Conversion of Perpetual Non-Cumulative Preference Shares subscribed by Government of India in Public Sector Banks including Indian Bank, UCO Bank and Vijaya Bank into Equity Shares
No: ----- Dated: Jan, 02 2014
Conversion of Perpetual Non-Cumulative Preference Shares subscribed by Government of India in Public Sector Banks including Indian Bank, UCO Bank and Vijaya Bank into Equity Shares
The Union Cabinet today gave its approval for conversion of Perpetual Non-Cumulative Preference Shares (PNCPS) held by Government of India (GOI) in Indian Bank, UCO Bank and Vijaya Bank amounting to Rs.400 crore, Rs.1,823 crore and Rs.1,200 crore respectively into Equity Shares of these banks in favour of GOI, subject to approval of shareholders and also Securities and Exchange Board of India (SEBI) and other authorities.
Conversion of PNCPS subscribed by GOI in Indian Bank, UCO Bank and Vijaya Bank into equity shares in the first instance and subsequently in other Public Sector Banks where GOI has invested in PNCPS, PCPS and IDPIs, would enhance the Tier-1 capital of the PSBs thereby making available more funds at their disposal to meet the credit requirement of the productive sectors of economy. It will also provide impetus to the economy by including the under-banked rural and semi-urban areas.
The conversion is proposed to be done in the Financial Year 2013-14 subject to approval of shareholders and also the Securities and Exchange Board of India (SEBI) and other authorities.
Background:
Three PSBs namely, UCO Bank, Vijaya Bank and Indian Bank have requested for conversion of PNCPSs held by GOI into equity. The Reserve Bank of India (RBI) has been consulted in the matter. RBI, in its comments on the proposals, advised that the Government may consider permitting conversion of PNCPSs into equity subject to approval of shareholders and also Securities and Exchange Board of India (SEBI) and other authorities.

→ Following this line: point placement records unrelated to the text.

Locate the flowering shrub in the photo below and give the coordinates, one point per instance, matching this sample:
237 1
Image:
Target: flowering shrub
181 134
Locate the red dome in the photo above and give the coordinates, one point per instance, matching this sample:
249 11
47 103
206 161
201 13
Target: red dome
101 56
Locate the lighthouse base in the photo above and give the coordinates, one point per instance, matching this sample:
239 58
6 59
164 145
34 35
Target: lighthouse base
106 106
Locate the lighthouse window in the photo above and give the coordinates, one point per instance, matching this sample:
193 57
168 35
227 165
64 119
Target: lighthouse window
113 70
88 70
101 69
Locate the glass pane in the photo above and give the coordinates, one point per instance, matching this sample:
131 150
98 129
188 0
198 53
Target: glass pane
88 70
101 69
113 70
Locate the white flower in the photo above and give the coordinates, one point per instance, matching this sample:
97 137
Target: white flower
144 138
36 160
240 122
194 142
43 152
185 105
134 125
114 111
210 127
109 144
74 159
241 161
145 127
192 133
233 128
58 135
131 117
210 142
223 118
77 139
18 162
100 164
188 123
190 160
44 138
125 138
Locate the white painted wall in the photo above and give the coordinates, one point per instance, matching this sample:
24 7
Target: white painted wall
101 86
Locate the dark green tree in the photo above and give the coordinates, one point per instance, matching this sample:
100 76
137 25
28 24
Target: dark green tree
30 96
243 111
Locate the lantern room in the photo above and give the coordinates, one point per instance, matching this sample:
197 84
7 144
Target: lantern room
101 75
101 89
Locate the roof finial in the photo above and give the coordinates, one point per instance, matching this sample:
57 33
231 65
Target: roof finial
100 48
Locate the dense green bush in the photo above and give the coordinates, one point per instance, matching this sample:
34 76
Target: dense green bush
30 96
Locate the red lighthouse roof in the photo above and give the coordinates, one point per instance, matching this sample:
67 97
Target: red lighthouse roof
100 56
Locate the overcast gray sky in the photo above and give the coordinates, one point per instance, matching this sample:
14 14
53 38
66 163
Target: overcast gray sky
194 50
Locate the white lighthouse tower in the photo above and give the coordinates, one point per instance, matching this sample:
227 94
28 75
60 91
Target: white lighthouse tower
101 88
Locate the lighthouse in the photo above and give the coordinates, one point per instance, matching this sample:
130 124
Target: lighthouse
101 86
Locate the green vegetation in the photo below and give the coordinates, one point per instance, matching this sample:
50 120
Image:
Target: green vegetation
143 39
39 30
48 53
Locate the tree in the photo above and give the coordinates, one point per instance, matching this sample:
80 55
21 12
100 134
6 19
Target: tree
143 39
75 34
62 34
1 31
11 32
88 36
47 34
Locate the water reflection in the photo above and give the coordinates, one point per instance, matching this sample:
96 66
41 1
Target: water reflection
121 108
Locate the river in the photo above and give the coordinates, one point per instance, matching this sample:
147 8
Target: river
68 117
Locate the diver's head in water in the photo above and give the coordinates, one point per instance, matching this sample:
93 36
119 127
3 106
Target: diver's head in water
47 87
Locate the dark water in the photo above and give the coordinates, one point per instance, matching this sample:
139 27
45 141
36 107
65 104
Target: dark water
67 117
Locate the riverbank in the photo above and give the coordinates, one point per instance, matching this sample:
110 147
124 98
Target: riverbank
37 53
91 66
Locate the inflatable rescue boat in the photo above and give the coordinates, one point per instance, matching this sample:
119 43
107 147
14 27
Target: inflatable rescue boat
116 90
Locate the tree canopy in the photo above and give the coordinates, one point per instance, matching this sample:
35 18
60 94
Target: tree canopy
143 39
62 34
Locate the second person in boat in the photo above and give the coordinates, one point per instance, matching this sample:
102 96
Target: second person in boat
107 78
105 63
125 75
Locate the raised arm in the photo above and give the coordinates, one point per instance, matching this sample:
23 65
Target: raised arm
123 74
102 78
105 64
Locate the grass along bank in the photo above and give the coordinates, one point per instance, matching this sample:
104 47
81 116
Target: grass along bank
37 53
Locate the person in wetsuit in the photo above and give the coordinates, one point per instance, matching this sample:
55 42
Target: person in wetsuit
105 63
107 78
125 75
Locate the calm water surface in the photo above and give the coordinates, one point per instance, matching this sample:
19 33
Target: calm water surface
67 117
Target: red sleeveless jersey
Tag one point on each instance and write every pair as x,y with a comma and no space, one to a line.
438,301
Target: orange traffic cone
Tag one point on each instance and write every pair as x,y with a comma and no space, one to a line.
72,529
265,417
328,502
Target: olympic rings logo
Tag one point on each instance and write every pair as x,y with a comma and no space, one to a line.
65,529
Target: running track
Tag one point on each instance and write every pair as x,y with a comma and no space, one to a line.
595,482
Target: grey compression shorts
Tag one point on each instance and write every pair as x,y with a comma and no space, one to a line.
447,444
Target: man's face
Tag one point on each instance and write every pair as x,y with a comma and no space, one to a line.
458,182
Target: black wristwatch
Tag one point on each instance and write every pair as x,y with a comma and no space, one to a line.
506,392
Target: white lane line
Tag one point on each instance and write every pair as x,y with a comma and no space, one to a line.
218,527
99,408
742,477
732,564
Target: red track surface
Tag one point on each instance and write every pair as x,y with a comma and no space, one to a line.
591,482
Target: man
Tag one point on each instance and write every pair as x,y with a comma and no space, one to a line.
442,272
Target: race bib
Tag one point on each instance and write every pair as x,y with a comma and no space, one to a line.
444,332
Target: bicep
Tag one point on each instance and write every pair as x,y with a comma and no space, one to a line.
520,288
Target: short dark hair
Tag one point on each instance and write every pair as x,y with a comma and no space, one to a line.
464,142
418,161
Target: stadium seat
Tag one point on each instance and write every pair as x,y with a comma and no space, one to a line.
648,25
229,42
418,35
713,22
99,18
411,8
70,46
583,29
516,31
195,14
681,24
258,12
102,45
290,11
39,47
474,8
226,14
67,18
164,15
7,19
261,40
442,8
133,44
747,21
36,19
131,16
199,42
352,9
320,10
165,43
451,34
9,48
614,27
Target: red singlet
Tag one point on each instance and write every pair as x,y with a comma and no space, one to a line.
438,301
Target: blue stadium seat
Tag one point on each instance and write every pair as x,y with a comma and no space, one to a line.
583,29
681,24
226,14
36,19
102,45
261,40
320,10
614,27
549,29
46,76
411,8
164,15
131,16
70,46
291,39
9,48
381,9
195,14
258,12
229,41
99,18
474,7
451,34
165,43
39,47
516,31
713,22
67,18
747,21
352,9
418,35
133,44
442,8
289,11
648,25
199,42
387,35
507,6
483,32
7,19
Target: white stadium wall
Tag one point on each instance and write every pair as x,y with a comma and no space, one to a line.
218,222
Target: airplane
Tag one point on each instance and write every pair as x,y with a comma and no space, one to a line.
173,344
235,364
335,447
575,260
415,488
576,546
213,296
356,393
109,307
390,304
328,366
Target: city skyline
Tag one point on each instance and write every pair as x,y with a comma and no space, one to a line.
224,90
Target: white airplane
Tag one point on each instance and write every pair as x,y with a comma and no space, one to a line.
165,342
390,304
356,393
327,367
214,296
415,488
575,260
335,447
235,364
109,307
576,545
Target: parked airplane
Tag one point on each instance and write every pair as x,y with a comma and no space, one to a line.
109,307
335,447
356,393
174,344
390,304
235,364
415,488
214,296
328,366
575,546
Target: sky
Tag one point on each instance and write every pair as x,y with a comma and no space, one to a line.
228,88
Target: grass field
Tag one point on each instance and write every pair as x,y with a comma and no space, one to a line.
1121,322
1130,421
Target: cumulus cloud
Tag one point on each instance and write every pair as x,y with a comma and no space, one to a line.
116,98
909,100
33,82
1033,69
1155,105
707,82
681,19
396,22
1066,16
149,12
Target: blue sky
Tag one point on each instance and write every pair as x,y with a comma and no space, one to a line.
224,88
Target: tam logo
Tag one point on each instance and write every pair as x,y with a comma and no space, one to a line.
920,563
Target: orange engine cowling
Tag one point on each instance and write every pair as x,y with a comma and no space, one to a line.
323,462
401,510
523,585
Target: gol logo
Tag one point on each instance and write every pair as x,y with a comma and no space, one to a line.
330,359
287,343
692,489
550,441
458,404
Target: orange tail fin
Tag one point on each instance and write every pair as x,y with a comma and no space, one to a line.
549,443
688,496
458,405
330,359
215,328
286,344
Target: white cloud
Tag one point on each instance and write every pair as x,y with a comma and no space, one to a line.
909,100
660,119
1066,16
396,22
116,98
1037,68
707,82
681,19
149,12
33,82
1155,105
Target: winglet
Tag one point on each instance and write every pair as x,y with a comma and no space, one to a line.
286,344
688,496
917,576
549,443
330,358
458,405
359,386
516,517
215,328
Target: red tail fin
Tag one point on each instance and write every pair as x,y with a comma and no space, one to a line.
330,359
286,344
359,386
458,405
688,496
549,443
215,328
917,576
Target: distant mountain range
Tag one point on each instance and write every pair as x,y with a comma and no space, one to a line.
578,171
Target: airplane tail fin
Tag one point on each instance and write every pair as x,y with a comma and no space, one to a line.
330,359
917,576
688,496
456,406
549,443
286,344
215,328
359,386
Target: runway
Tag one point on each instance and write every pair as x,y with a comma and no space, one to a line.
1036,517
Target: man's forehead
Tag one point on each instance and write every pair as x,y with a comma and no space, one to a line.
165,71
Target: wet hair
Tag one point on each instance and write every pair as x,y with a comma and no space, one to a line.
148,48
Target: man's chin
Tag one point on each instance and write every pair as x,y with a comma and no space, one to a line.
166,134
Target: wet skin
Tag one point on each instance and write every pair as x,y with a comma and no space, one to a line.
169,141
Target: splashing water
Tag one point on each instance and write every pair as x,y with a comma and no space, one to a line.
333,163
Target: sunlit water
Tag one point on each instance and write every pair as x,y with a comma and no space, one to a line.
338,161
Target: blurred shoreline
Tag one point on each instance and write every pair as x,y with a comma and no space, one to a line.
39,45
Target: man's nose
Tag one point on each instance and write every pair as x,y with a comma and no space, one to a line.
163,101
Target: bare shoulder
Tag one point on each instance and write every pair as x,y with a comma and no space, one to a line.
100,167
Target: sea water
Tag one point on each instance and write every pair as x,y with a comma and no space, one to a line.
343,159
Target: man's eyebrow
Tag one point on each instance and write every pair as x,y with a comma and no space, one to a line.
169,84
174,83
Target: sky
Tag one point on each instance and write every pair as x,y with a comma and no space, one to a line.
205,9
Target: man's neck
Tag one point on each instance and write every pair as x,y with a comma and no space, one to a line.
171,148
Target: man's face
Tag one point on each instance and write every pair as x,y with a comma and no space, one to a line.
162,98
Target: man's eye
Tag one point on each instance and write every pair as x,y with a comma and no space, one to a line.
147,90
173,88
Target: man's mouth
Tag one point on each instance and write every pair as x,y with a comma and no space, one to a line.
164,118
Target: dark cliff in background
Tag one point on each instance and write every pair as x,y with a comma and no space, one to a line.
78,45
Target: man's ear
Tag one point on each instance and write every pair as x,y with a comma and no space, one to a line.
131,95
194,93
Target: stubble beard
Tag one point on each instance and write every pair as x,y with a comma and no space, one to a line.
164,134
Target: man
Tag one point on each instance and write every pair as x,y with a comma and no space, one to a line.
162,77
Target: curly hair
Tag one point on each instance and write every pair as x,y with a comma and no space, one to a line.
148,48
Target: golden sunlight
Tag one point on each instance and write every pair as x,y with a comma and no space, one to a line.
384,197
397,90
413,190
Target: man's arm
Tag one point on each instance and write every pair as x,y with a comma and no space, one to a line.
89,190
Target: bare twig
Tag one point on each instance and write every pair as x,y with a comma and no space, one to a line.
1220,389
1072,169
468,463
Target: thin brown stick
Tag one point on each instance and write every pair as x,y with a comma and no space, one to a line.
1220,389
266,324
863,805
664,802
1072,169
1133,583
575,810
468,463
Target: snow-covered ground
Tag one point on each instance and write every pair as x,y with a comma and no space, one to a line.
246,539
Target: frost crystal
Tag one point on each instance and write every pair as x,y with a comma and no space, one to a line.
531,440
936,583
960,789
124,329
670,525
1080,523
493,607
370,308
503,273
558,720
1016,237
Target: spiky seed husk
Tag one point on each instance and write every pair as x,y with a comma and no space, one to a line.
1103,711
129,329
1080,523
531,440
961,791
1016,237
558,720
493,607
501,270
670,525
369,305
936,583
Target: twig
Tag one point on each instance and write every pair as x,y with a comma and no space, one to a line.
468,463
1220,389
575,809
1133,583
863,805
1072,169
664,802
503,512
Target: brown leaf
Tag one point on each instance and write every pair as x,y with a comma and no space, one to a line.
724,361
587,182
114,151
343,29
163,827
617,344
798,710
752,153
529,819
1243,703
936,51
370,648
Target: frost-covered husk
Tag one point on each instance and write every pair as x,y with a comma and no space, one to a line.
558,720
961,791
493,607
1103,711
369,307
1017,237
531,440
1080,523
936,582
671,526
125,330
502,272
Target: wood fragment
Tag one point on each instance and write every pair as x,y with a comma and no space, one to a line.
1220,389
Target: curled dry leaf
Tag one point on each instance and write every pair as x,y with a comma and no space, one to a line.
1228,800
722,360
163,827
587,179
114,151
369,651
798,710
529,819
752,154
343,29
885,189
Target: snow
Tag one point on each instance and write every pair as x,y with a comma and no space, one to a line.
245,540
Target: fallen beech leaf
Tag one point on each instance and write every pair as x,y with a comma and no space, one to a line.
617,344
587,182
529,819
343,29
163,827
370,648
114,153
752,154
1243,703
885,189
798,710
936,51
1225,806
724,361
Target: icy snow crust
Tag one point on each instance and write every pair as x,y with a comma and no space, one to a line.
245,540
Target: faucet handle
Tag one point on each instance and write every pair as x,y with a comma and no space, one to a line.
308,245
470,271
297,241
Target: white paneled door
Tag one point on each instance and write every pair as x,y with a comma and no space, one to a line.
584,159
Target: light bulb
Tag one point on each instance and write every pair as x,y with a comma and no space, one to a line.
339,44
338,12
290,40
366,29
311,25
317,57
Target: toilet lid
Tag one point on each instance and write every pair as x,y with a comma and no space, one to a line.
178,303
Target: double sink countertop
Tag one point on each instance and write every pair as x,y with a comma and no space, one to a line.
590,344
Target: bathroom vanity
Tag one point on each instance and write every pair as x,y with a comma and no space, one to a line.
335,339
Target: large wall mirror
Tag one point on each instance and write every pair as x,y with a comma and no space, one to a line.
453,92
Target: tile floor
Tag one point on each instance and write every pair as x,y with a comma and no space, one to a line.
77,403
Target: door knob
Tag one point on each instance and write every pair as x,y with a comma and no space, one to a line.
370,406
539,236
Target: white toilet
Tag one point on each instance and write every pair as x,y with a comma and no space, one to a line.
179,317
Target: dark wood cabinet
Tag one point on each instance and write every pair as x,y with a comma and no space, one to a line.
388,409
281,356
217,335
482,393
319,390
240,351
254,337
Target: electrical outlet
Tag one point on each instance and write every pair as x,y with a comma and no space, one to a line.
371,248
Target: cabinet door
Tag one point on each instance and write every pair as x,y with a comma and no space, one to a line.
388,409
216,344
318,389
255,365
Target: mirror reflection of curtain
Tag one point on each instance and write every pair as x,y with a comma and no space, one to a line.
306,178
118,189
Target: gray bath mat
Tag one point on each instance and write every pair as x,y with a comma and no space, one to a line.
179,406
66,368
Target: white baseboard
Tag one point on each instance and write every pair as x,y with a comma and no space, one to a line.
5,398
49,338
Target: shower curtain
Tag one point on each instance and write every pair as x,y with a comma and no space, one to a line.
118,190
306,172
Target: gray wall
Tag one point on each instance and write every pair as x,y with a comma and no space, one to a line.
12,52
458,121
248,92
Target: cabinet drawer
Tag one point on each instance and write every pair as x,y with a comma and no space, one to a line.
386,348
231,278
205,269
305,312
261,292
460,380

After implementation of Basel-Ill norms, the thrust has been on equity capital in Tier- I capital of banks. Other instruments without loss absorption capacity do not qualify to be counted for Tier-l capital of banks. Non-equity instruments such as PNCPS, PCPS and IPDI do not qualify to be counted for Tier-l capital of the banks. The GOI has, in the past, infused capital by way of these instruments in the PSBs.